Cover image of "Age of Ambition" by Evan Osnos, a book about the new China

Age of Ambition won the National Book Award for Nonfiction in 2014, and no wonder. Nothing I’ve read about the rise of China for many years has immersed me so deeply into the texture of life in that country or more memorably portrayed its yawning contradictions.

Estimated reading time: 3 minutes

Twenty years ago, the extraordinary husband-and-wife reporting team of Nicholas Kristof and Sheryl WuDunn published China Wakes: The Struggle for the Soul of a Rising Power. Based on five years of work in China — they won the Pulitzer for their reporting on the Tiananmen Square massacre — China Wakes introduced American readers to the dynamism and the clashing contradictions unleashed a decade and a half earlier by the economic reforms of Deng Xiaoping. Now, two decades further on, Evan Osnos ably updates the story with Age of Ambition.


Age of Ambition: Chasing Fortune, Truth and Faith in the New China by Evan Osnos ★★★★★

Winner of the National Book Award for Nonfiction


Osnos brings to bear the insight that comes only with extended experience and facility with the language in an alien culture, the sort of understanding that no reader can glean from the daily news, no matter how deeply reported. “The Party had always prided itself on articulating the ‘central melody’ of Chinese life,” Osnos writes, in a perfect example of this insight, “but as the years passed, the Party’s rendition of that melody seemed increasingly out of tune with the cacophony and improvisation striking up all around it.

“It was impossible to know what ‘most Chinese’ believed because the state media and the political system were designed not to amplify public opinion but to impose a shape on it.

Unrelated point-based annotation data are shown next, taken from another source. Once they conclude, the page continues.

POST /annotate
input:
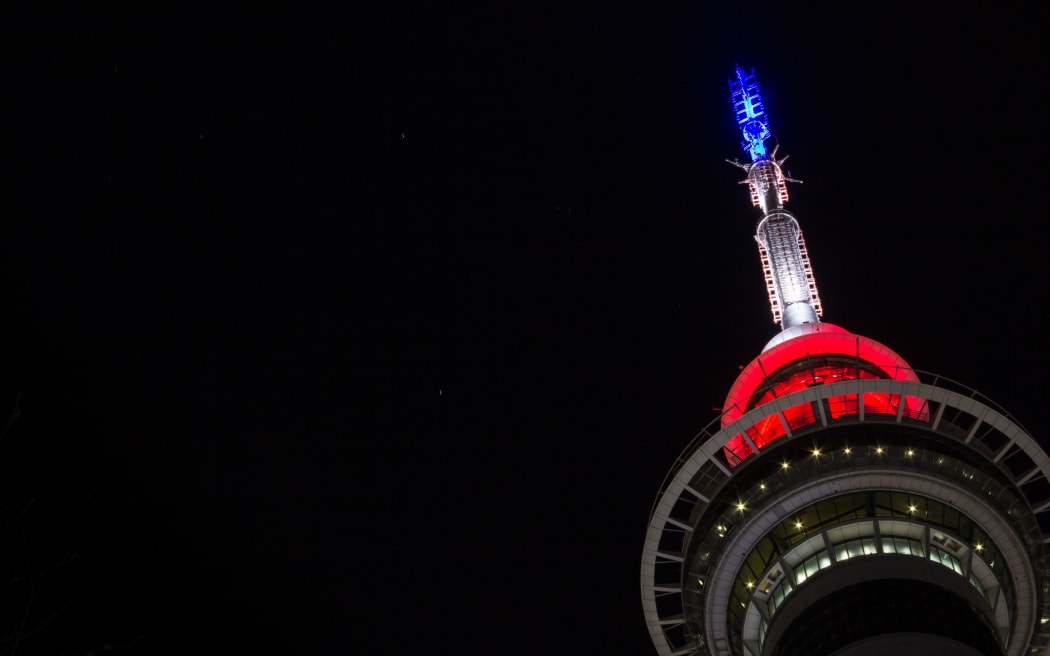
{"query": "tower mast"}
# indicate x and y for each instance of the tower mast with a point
(781, 249)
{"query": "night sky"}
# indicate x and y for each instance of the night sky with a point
(375, 331)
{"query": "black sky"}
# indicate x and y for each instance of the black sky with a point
(375, 331)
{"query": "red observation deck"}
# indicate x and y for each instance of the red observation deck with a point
(806, 355)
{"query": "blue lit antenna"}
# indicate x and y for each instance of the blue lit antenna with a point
(785, 262)
(750, 113)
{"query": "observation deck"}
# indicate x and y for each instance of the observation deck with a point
(918, 467)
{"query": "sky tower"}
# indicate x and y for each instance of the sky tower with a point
(844, 503)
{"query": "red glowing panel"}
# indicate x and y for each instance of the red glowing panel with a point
(868, 360)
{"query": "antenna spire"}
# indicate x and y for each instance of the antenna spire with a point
(781, 249)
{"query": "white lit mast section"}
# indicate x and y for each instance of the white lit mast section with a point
(785, 262)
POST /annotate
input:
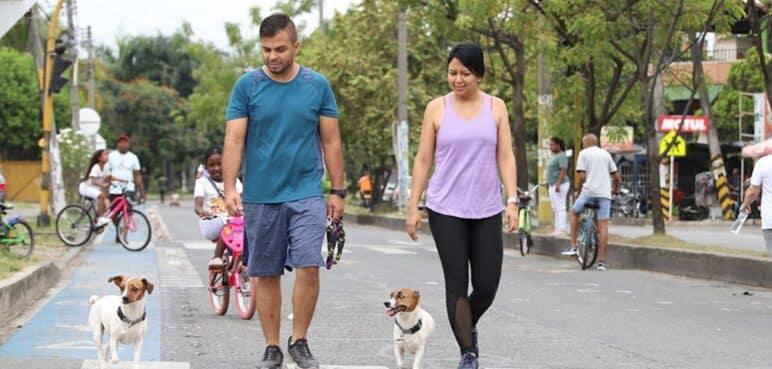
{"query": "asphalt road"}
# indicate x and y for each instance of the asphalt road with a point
(548, 313)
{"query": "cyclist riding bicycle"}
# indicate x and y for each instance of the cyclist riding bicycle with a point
(209, 202)
(593, 167)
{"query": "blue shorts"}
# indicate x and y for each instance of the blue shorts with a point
(604, 205)
(284, 234)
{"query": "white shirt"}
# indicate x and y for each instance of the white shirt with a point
(97, 173)
(762, 177)
(597, 165)
(212, 201)
(122, 166)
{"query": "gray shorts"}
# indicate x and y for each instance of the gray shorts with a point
(285, 234)
(768, 240)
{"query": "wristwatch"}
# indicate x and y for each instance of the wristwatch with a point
(340, 193)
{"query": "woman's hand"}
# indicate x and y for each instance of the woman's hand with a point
(511, 217)
(413, 223)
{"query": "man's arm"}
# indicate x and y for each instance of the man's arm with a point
(235, 134)
(333, 159)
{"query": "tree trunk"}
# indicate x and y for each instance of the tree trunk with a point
(714, 145)
(518, 118)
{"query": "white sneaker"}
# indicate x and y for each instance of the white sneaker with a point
(103, 220)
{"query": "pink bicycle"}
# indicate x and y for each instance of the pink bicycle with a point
(234, 274)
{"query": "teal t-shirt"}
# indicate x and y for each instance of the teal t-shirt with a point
(554, 165)
(282, 153)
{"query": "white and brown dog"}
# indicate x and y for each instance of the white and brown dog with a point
(412, 326)
(122, 317)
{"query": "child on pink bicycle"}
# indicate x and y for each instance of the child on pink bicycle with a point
(210, 204)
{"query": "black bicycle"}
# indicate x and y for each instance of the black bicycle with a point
(587, 245)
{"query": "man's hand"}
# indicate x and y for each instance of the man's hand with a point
(413, 223)
(335, 207)
(511, 217)
(233, 203)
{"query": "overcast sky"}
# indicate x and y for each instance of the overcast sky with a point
(109, 18)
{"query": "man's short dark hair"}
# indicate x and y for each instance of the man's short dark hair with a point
(276, 22)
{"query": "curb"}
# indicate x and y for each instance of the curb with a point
(24, 288)
(747, 270)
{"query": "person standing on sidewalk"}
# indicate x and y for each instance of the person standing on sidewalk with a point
(557, 183)
(595, 167)
(466, 134)
(761, 183)
(284, 118)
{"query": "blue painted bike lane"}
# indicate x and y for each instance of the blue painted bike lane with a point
(60, 329)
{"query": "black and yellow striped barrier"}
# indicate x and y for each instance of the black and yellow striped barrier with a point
(722, 186)
(664, 192)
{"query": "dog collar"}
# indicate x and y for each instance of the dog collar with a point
(410, 330)
(131, 323)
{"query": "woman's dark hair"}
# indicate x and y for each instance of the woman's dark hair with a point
(92, 162)
(470, 55)
(558, 141)
(216, 149)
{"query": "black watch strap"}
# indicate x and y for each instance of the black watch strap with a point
(342, 193)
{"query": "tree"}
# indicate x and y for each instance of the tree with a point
(20, 114)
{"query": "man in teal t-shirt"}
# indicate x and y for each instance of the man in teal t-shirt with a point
(557, 182)
(283, 117)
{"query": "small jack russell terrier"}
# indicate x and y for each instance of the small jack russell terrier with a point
(122, 317)
(412, 326)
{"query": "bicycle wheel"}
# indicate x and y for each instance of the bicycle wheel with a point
(73, 225)
(245, 301)
(20, 240)
(134, 231)
(219, 291)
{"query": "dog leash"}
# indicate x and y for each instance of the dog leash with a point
(336, 238)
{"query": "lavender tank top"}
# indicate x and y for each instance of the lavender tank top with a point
(465, 182)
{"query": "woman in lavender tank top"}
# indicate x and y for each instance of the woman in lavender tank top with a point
(466, 135)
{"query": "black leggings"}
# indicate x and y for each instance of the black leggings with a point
(461, 243)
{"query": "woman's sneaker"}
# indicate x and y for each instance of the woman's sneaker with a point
(301, 354)
(272, 358)
(468, 361)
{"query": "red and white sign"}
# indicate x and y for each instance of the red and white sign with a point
(692, 123)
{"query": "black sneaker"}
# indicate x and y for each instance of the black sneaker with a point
(301, 354)
(474, 341)
(272, 358)
(468, 361)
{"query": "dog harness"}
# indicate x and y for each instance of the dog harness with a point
(411, 330)
(131, 323)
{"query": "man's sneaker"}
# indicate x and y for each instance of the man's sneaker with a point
(301, 354)
(272, 358)
(103, 221)
(468, 361)
(474, 341)
(568, 251)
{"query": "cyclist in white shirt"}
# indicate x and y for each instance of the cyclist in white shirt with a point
(94, 186)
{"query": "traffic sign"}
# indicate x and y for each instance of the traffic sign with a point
(676, 149)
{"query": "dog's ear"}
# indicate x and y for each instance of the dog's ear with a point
(148, 286)
(118, 280)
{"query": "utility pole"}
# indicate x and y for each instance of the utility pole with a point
(545, 108)
(402, 127)
(321, 15)
(74, 95)
(90, 45)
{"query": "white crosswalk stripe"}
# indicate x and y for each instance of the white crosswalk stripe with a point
(93, 364)
(176, 269)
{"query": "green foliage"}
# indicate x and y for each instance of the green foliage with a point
(75, 153)
(20, 117)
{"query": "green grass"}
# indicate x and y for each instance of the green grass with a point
(47, 247)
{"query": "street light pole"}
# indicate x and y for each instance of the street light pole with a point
(48, 113)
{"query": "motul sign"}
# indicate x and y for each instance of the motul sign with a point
(667, 123)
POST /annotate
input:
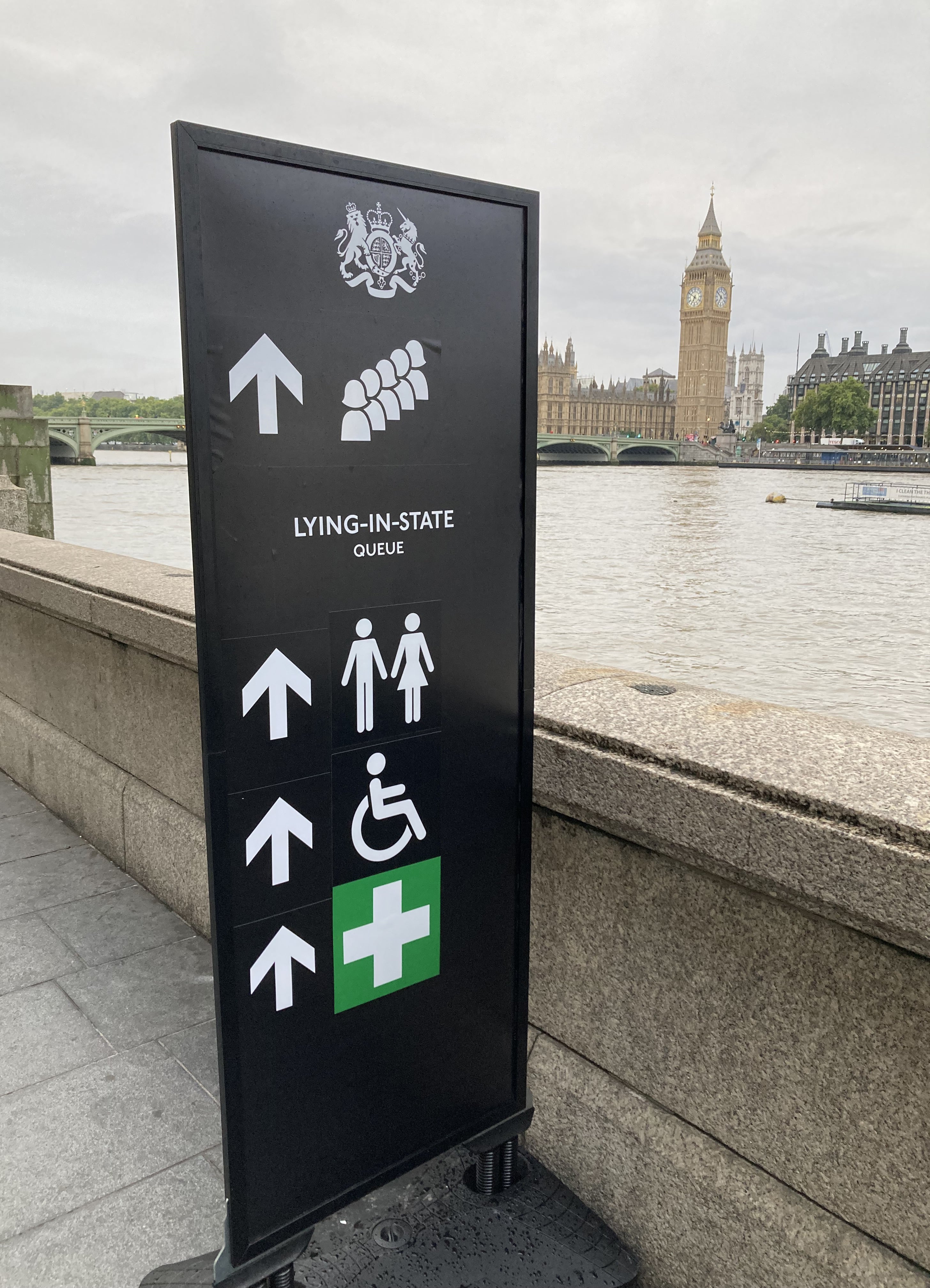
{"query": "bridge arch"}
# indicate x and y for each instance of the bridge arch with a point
(176, 432)
(62, 448)
(646, 454)
(567, 453)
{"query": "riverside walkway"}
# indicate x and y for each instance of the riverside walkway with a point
(109, 1111)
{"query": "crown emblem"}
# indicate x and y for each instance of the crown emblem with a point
(374, 257)
(379, 218)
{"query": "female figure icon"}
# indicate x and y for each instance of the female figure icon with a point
(411, 648)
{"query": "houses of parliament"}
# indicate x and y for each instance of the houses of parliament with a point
(706, 393)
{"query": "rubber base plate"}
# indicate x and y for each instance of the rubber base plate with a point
(431, 1229)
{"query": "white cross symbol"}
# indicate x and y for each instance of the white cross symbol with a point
(387, 933)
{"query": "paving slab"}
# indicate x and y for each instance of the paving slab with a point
(117, 1241)
(196, 1049)
(30, 954)
(216, 1157)
(43, 881)
(43, 1035)
(115, 925)
(143, 997)
(34, 832)
(87, 1134)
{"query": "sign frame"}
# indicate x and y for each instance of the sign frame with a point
(241, 1260)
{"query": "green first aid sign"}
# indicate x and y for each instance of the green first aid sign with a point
(385, 933)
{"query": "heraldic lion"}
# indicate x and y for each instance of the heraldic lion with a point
(355, 249)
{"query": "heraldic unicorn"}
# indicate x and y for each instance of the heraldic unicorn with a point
(384, 261)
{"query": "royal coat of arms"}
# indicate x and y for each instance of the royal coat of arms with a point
(383, 261)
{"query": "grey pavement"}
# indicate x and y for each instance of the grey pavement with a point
(109, 1086)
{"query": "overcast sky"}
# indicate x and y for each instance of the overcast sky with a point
(811, 118)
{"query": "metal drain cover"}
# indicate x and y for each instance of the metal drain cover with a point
(393, 1233)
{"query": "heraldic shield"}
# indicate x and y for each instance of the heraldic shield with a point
(384, 261)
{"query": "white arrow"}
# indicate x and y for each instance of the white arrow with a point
(285, 948)
(268, 364)
(278, 826)
(278, 674)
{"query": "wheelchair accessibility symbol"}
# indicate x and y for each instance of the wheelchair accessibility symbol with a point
(383, 806)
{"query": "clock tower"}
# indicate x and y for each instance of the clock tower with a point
(706, 298)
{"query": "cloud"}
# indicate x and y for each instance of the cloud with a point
(808, 119)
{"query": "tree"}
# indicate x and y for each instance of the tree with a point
(776, 424)
(836, 410)
(55, 405)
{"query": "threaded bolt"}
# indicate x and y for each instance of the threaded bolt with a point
(508, 1160)
(485, 1173)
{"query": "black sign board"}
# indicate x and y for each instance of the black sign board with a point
(361, 408)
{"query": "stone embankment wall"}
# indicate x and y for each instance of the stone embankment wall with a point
(25, 460)
(731, 973)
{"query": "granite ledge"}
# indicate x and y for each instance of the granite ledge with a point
(781, 755)
(136, 581)
(120, 598)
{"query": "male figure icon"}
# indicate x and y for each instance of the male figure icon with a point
(364, 656)
(379, 799)
(413, 679)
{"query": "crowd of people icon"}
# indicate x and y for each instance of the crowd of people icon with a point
(365, 656)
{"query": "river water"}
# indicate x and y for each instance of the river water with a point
(683, 572)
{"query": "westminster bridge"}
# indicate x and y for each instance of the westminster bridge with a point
(619, 450)
(75, 438)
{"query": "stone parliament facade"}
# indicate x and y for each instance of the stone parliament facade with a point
(660, 406)
(583, 408)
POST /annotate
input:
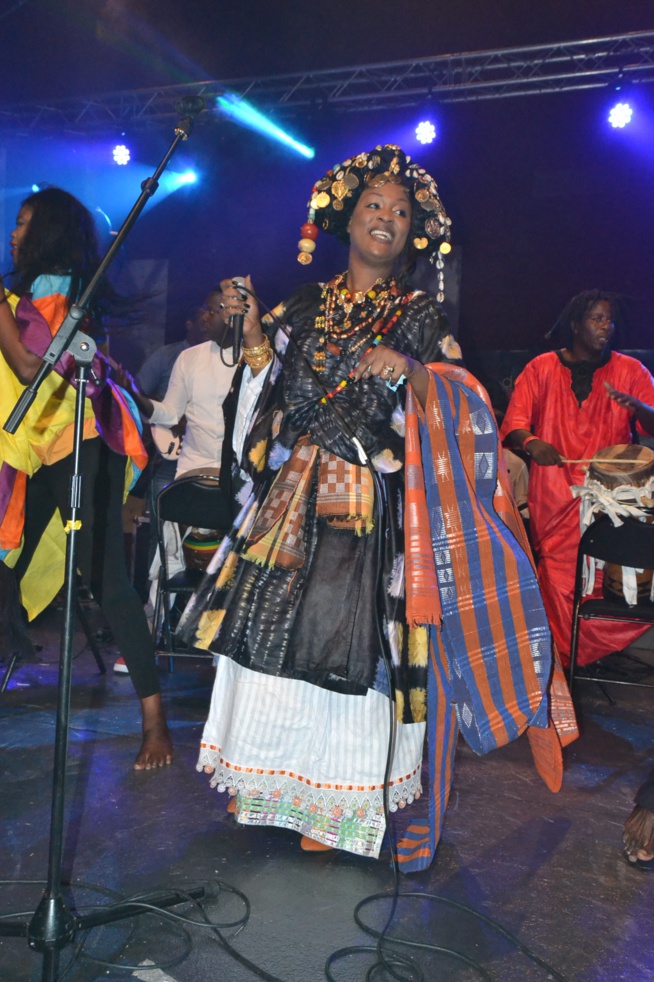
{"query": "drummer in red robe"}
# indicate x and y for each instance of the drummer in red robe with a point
(568, 404)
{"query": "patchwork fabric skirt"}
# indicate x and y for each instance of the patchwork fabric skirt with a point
(301, 757)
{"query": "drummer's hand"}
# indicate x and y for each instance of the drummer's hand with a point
(622, 398)
(543, 453)
(386, 364)
(239, 301)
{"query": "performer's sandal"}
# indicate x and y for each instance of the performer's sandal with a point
(311, 845)
(646, 865)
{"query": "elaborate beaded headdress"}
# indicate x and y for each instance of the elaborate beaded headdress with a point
(335, 195)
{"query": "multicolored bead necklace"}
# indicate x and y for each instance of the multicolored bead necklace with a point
(361, 310)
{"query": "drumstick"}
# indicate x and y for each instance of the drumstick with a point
(595, 460)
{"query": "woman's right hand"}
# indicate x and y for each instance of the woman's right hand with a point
(235, 301)
(543, 453)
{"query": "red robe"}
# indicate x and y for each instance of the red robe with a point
(544, 403)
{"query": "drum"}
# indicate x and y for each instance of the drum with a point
(198, 547)
(625, 475)
(198, 544)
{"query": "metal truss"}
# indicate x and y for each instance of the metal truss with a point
(496, 74)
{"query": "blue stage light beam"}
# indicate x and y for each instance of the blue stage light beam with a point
(621, 115)
(121, 154)
(425, 131)
(243, 112)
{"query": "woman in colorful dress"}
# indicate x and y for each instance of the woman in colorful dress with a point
(55, 253)
(321, 652)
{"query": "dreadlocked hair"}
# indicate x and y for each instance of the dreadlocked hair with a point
(577, 308)
(61, 240)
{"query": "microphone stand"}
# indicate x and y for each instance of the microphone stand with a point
(53, 924)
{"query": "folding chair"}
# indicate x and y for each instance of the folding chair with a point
(630, 544)
(194, 501)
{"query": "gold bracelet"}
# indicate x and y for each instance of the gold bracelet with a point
(259, 350)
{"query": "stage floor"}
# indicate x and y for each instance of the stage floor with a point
(547, 867)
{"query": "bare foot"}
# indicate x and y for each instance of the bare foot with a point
(156, 746)
(638, 835)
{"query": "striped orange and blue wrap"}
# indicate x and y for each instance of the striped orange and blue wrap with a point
(470, 581)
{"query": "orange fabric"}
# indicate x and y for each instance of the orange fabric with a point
(11, 530)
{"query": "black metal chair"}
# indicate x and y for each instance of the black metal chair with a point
(630, 544)
(193, 501)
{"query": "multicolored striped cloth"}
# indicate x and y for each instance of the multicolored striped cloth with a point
(46, 436)
(471, 581)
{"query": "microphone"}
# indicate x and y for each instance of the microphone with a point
(236, 321)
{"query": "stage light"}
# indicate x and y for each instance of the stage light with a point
(244, 113)
(425, 132)
(121, 154)
(620, 115)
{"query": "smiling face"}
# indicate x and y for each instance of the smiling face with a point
(22, 224)
(593, 335)
(379, 227)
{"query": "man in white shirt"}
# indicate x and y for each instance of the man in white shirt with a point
(200, 380)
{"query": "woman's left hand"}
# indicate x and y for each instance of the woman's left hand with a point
(384, 363)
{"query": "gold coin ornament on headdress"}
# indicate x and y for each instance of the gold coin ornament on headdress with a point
(334, 197)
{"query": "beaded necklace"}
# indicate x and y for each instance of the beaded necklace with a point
(359, 312)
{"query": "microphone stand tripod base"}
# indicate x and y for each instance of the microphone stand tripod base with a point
(52, 925)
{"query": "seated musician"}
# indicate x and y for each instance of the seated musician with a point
(568, 404)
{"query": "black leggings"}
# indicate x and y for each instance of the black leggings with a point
(100, 549)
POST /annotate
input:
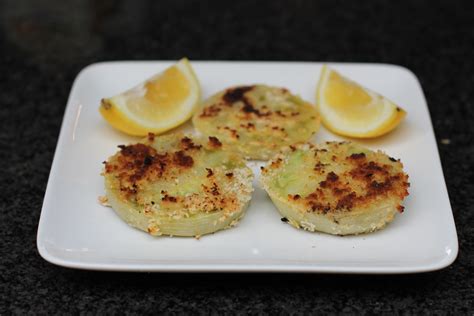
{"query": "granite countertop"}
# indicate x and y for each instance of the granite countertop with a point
(44, 45)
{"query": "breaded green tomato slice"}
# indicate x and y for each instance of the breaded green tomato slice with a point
(257, 120)
(338, 188)
(178, 185)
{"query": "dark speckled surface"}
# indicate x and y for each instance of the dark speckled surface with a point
(44, 45)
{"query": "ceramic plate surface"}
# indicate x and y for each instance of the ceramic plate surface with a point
(76, 231)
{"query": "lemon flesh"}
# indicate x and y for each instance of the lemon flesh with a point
(161, 103)
(348, 109)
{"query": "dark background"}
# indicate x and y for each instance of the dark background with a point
(44, 44)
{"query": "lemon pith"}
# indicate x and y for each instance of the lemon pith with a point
(161, 103)
(348, 109)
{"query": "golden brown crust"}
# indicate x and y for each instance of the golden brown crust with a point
(348, 181)
(257, 120)
(137, 167)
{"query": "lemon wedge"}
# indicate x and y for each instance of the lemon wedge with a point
(348, 109)
(161, 103)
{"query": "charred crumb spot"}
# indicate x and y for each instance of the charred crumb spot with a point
(210, 111)
(214, 142)
(181, 159)
(169, 198)
(236, 94)
(357, 156)
(188, 144)
(319, 166)
(148, 160)
(215, 189)
(332, 177)
(210, 173)
(249, 126)
(279, 113)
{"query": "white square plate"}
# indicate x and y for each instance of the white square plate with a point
(75, 231)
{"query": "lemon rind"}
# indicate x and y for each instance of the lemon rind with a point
(392, 115)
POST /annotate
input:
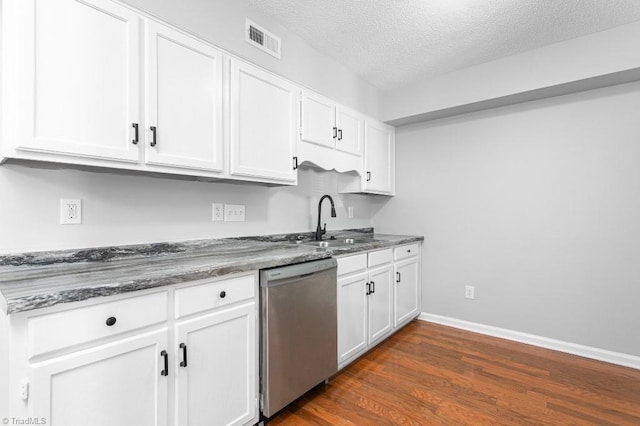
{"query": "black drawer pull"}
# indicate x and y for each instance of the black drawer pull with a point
(183, 363)
(165, 355)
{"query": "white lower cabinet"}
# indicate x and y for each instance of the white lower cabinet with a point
(139, 365)
(372, 304)
(380, 303)
(406, 291)
(407, 283)
(114, 384)
(352, 316)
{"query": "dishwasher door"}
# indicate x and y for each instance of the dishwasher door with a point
(298, 331)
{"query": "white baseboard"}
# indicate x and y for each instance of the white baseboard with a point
(531, 339)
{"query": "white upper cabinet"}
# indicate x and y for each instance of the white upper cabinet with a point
(264, 123)
(331, 136)
(184, 101)
(379, 158)
(77, 78)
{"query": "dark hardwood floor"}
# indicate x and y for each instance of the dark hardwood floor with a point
(427, 374)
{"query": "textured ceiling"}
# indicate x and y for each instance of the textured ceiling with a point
(391, 43)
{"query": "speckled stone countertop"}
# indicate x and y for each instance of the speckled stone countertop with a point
(36, 280)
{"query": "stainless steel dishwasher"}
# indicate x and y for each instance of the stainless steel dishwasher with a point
(298, 332)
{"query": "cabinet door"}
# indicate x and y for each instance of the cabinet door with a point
(183, 100)
(264, 124)
(351, 131)
(379, 158)
(318, 116)
(406, 291)
(78, 78)
(380, 303)
(114, 384)
(352, 316)
(218, 384)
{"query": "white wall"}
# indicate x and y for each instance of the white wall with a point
(124, 209)
(222, 22)
(537, 205)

Nationalism, like any other note in the melody, might surge to the surface at one moment and fade into the background at another, but was it the mainstream view? The nationalists didn’t think so.”

A selection of representative individuals

Osnos focuses his penetrating repertorial eye on ten or a dozen central figures whose stories resume from time to time through the pages of this brilliant survey of contemporary China.

  • A heroic young captain in the Taiwanese Army who defects to the Mainland and later — much later — becomes one of the country’s most celebrated economists, garnering the job of chief economist at the World Bank.
  • A self-promoting English teacher who builds a nationwide adult education empire based on urging his students to shout English at the top of their lungs.
  • A Ph.D. candidate in philosophy at a leading university who spearheads an ultranationalist campaign online.
  • The sad story of the driven railroad man who rises to preside over one of the most corrupt ministries in a country of legendary corruption, building China’s network of high-speed trains along the way — and is nearly executed for his achievements.

These and so many other fascinating characters bring the reality of present-day China to life in ways that episodic journalistic reports so rarely can. Evan Osnos knows his subjects, and he follows them for years. Read Age of Ambition, and you’ll get to know them, too.

Still shy of 40, Evan Osnos reported from China for The New Yorker from 2008 to 2013. Earlier, as a correspondent for the Chicago Tribune, he was part of a team that won the Pulitzer Prize for Investigative Reporting. Age of Ambition is his first book.